John writes , "I am currently the drama coach at Columbus North High School (North Drama), a position I have held for 25 years. I have directed over 100 plays and musicals for high school, middle school and community groups. Our production of LOVE’S LABOUR’S LOST will be my 8th full length SHAKESPEARE show to direct. In addition I have cut and adapted 5 of his plays for 10-14 year olds to do in a weeklong drama camp—we do full verse in these productions and the kids love it. 

I’ve been married for I am going to say 22 years to a wonderful woman who puts up with all my crazy antics. We have a 20 year old daughter who acts (her Celia in AS YOU LIKE IT kicked major butt) and is a helluva stage manager. She is starting her third year at the School at the Art Insitute of Chicago. I’m a marathon runner and currently run 35+ miles a week as I’m training for the Dopey running challenge at Disney World in January. I love to cook and am teaching myself to bake

So to say I’m a Shakespeare nut is an understatement. I believe Shakespeare is not only important to the development of the western theatre cannon, but that he taught modern society how to think and interact.  When I was prepping my western version of MERRY WIVES OF WINDSOR, I was delighted to learn that most wagons and coaches heading west had two books in their store:  the Bible and the Complete Works of William Shakespeare—these were the things that mattered. 
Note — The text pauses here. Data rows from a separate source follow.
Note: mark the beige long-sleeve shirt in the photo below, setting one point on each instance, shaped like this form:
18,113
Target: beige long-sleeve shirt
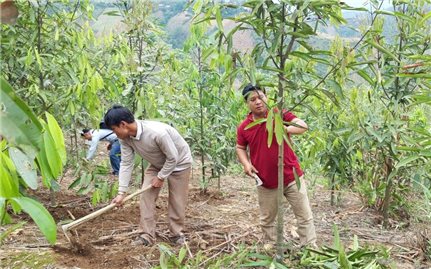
158,143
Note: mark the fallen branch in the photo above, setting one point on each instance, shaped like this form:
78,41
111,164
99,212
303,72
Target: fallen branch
227,242
116,237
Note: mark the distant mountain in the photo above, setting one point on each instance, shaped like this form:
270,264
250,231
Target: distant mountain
172,17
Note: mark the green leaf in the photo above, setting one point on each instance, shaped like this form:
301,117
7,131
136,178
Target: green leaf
182,254
383,50
18,124
44,168
8,180
24,166
336,86
41,217
365,76
342,259
414,75
57,135
10,229
219,18
404,161
52,155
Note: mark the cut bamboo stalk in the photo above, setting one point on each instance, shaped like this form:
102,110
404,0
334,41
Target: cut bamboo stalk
99,212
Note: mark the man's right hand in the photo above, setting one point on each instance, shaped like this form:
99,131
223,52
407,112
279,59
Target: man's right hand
250,170
118,200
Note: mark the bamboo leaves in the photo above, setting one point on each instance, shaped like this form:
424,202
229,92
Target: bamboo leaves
17,122
40,215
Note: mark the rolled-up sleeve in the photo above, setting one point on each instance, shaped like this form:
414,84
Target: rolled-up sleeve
167,146
126,166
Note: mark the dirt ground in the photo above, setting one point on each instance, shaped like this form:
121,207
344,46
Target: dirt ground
216,222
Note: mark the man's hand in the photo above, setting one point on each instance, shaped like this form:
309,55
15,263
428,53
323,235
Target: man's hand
249,169
118,200
157,182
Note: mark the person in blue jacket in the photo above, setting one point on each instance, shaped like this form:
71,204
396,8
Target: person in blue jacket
94,136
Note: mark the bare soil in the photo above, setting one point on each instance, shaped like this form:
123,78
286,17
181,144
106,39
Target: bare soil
217,222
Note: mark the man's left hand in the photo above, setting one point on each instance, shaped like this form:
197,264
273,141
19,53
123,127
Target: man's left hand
157,182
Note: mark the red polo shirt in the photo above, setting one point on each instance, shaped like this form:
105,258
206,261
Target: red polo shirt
266,159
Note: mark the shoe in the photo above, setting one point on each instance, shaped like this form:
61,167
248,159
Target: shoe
268,247
141,241
178,239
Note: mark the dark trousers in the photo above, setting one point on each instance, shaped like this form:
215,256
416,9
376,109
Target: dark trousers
115,157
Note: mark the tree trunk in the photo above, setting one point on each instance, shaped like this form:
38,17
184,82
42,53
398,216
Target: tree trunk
388,192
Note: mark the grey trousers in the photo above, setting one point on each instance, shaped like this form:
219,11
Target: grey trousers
178,185
298,200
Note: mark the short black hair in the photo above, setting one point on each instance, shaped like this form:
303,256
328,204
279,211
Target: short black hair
249,88
116,114
84,131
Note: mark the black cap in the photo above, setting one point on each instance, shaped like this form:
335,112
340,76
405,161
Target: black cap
248,88
84,131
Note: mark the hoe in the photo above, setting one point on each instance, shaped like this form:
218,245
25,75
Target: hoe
95,214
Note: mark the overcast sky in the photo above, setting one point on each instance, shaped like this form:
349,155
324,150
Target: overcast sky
364,3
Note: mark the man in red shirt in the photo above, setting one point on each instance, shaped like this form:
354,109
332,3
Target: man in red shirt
263,162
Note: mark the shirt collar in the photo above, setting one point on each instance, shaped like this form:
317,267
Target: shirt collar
138,131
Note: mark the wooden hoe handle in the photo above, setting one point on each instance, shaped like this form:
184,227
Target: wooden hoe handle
101,211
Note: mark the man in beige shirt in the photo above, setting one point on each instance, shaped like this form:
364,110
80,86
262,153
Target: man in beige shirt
170,160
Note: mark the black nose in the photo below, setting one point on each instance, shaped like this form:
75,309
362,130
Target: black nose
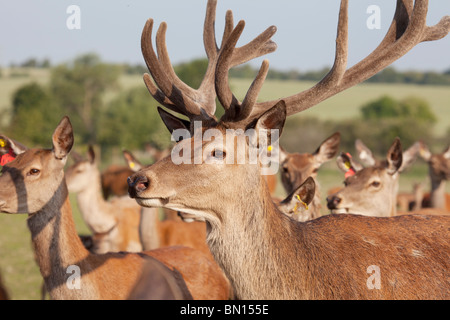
137,184
333,202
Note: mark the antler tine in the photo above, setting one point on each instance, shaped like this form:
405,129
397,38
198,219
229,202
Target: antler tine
167,94
173,93
407,29
224,94
235,110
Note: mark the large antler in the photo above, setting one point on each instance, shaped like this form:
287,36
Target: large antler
174,94
408,29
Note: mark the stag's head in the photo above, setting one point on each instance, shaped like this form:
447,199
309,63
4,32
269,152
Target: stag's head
212,181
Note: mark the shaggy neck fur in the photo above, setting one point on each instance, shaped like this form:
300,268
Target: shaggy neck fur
57,246
256,261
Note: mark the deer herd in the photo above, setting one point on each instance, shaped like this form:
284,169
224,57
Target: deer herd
224,234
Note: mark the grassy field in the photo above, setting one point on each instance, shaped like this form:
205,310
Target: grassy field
17,266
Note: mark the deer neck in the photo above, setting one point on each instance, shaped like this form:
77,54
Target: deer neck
94,209
57,245
316,206
255,246
438,194
149,228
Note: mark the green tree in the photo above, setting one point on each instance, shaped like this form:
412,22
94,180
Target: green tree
131,120
409,107
384,107
79,86
34,115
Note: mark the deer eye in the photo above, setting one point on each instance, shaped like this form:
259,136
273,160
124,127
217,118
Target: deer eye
33,172
218,154
375,184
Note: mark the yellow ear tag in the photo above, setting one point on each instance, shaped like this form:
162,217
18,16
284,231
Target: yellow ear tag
303,203
347,165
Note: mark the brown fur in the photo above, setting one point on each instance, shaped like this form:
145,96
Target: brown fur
297,167
34,183
330,255
3,292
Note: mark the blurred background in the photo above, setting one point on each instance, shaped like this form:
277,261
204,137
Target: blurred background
87,63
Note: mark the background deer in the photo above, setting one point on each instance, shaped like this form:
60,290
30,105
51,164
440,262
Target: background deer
114,223
34,183
404,200
371,190
439,173
296,167
247,234
3,292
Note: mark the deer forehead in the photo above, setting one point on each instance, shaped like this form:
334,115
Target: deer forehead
32,157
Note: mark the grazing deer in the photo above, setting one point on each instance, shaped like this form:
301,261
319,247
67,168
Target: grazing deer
34,183
257,246
371,190
296,167
114,223
3,292
439,173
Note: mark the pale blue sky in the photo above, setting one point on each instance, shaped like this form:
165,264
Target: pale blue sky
305,36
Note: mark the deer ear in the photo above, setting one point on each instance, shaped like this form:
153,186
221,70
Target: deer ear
306,191
16,147
270,123
394,157
424,152
364,153
446,153
409,156
63,139
91,154
302,196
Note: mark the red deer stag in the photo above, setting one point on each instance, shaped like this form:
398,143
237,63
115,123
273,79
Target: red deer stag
257,246
34,183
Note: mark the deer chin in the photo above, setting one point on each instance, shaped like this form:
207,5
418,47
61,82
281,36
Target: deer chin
152,202
340,211
189,217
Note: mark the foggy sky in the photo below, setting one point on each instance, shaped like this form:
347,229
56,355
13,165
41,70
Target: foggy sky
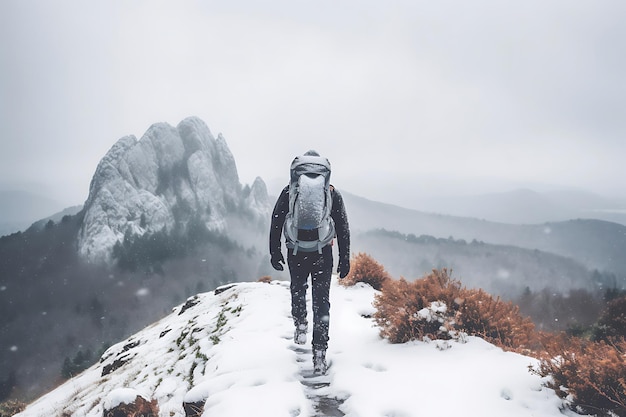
403,97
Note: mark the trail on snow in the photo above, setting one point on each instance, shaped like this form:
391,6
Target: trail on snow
317,386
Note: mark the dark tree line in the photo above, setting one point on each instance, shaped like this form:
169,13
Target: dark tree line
58,312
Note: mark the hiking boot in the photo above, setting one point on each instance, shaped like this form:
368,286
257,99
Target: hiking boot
299,336
319,362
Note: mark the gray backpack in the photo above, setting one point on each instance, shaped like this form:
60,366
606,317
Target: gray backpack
308,224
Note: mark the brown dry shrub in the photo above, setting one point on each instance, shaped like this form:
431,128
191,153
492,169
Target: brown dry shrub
494,320
364,268
612,323
591,374
438,307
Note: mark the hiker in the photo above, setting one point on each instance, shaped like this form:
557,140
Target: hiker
310,213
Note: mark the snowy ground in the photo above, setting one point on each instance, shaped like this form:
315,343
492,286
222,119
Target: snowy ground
236,348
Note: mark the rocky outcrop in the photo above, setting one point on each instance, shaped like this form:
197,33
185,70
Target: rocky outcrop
126,402
169,176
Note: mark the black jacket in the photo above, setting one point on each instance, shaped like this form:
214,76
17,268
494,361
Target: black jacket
338,214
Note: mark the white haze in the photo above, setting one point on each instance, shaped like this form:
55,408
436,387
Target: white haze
408,99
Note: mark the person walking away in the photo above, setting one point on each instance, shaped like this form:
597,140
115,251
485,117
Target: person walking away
310,213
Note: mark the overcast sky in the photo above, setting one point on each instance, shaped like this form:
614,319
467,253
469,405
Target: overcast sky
402,96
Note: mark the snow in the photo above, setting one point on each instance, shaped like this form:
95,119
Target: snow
235,348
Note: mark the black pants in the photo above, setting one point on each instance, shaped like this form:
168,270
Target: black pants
319,267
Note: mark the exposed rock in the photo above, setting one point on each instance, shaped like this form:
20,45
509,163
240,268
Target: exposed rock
126,402
169,176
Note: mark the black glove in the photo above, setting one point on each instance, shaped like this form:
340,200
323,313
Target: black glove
344,266
277,261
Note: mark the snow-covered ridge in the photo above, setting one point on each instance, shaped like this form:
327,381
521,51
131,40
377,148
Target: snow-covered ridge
143,185
233,348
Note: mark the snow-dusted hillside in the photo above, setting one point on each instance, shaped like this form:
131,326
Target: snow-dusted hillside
170,175
235,349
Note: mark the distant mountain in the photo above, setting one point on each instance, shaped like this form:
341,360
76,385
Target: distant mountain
56,217
524,206
19,209
596,244
170,178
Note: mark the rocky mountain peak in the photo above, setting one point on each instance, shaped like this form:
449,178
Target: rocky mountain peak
170,175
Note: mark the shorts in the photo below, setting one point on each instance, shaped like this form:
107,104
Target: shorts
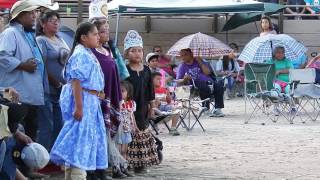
166,108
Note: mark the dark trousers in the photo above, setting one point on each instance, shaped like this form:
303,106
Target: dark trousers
205,92
30,122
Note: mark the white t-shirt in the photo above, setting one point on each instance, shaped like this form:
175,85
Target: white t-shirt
219,66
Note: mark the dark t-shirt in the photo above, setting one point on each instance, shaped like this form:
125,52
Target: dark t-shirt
143,93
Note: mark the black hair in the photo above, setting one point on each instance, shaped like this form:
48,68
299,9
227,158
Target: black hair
99,22
129,88
276,49
269,20
154,74
187,50
83,29
154,47
225,63
152,57
234,46
44,18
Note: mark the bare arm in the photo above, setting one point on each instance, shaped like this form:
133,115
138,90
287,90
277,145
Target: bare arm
77,93
205,69
308,8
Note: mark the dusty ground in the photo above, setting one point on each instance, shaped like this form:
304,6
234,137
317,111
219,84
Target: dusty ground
229,149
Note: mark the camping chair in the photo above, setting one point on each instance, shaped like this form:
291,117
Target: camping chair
305,92
258,85
162,117
260,93
155,121
190,105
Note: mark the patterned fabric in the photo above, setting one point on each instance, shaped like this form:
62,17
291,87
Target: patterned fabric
132,39
127,125
82,144
98,9
259,50
201,45
142,150
128,108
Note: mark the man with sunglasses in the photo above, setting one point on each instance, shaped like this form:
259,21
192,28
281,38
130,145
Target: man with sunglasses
22,66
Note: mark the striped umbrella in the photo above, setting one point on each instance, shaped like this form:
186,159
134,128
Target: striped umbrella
259,49
201,45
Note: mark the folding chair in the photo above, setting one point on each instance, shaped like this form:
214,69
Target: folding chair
258,86
305,92
190,105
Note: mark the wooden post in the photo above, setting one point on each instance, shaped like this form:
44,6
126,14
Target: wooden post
215,23
280,19
148,24
80,7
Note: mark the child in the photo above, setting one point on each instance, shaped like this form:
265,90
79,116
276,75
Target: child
163,102
82,142
266,26
128,124
229,67
282,67
142,150
152,60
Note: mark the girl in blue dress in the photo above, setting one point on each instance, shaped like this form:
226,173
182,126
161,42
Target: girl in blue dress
82,142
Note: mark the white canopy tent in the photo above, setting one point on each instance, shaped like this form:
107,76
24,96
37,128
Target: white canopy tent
172,7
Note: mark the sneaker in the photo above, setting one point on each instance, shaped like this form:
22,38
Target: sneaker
276,112
174,132
293,111
217,113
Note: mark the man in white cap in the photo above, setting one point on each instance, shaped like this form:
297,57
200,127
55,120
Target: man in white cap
21,63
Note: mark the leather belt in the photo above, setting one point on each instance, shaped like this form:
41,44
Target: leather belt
94,92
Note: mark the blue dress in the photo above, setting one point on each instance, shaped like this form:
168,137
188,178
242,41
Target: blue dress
82,144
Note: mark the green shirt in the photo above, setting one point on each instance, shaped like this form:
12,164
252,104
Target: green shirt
281,65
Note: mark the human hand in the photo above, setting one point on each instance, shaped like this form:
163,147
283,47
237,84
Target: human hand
199,59
12,95
187,77
102,95
23,138
30,65
78,113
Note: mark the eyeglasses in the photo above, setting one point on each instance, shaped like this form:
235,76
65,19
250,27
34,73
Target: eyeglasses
54,21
I believe in the power of the verse, and that if you acknowledge and honor it, Shakespeare tells the actor how to say every line.  Iambic pentameter is important, sure, but it’s when things go off rhythm that the fun begins. 
But mostly I believe that Shakespeare is fun.

I’m not interested in doing “dry, boring, vomitless” Shakespeare.

Shakespeare matters, and when things matter, fun follows. I want to see real people (even the caricatured extremes) talk to each other, fall in love and experience all the heightened emotions that go along with living for the day. This isn’t a mirror we hold up to society—it’s society, warts and all. "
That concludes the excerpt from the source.